I know a lot of nations have experimented with using various poisons to assassinate people. Ricin, polonium, thallium, blowfish poison, etc. The CIA even admitted to creating a ‘heart attack gun’ in the 1970s that I think was full of blowfish poison. In Saddam’s Iraq they would use thallium poison to deal with dissidents. Arafat was poisoned with polonium. The USSR had an umbrella with a ricin tip. etc.
So what about giving someone cancer, is that likely as a tool of assassination? Would that take too long (compared to a heart attack or stroke)? On one hand it would take a while, on the other it would be less suspect.

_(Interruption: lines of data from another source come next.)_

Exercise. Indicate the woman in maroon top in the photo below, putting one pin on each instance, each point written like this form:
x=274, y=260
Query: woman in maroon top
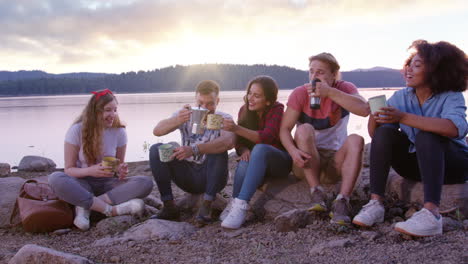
x=259, y=147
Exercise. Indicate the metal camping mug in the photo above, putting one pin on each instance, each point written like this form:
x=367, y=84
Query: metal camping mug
x=314, y=100
x=196, y=119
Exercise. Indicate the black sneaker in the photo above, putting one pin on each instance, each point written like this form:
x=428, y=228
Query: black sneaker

I know there are hundreds and probably thousands of carcinogens. It doesn’t seem like it’d be that hard to give them to someone, watch them get cancer and die in a few years.
Could radiation via X-rays or gamma rays be used to give someone cancer from a distance? If someone was a few hundred miles away would a gamma ray gun or an X-ray gun aimed at someone in their sleep be able to infect them with cancer (without making others around them get it too)?
Or is cancer a disease that takes so long to develop it would be a waste of time to even bother (ie, are there carcinogens so potent that just exposure for a few hours or weeks is enough to give someone terminal cancer, or would even the most potent ones take years and years to work)?
Viktor Yushchenko was poisoned with TCDD, which is a very potent carcinogen. However he had several thousand times the normal amounts in his body, and he survived.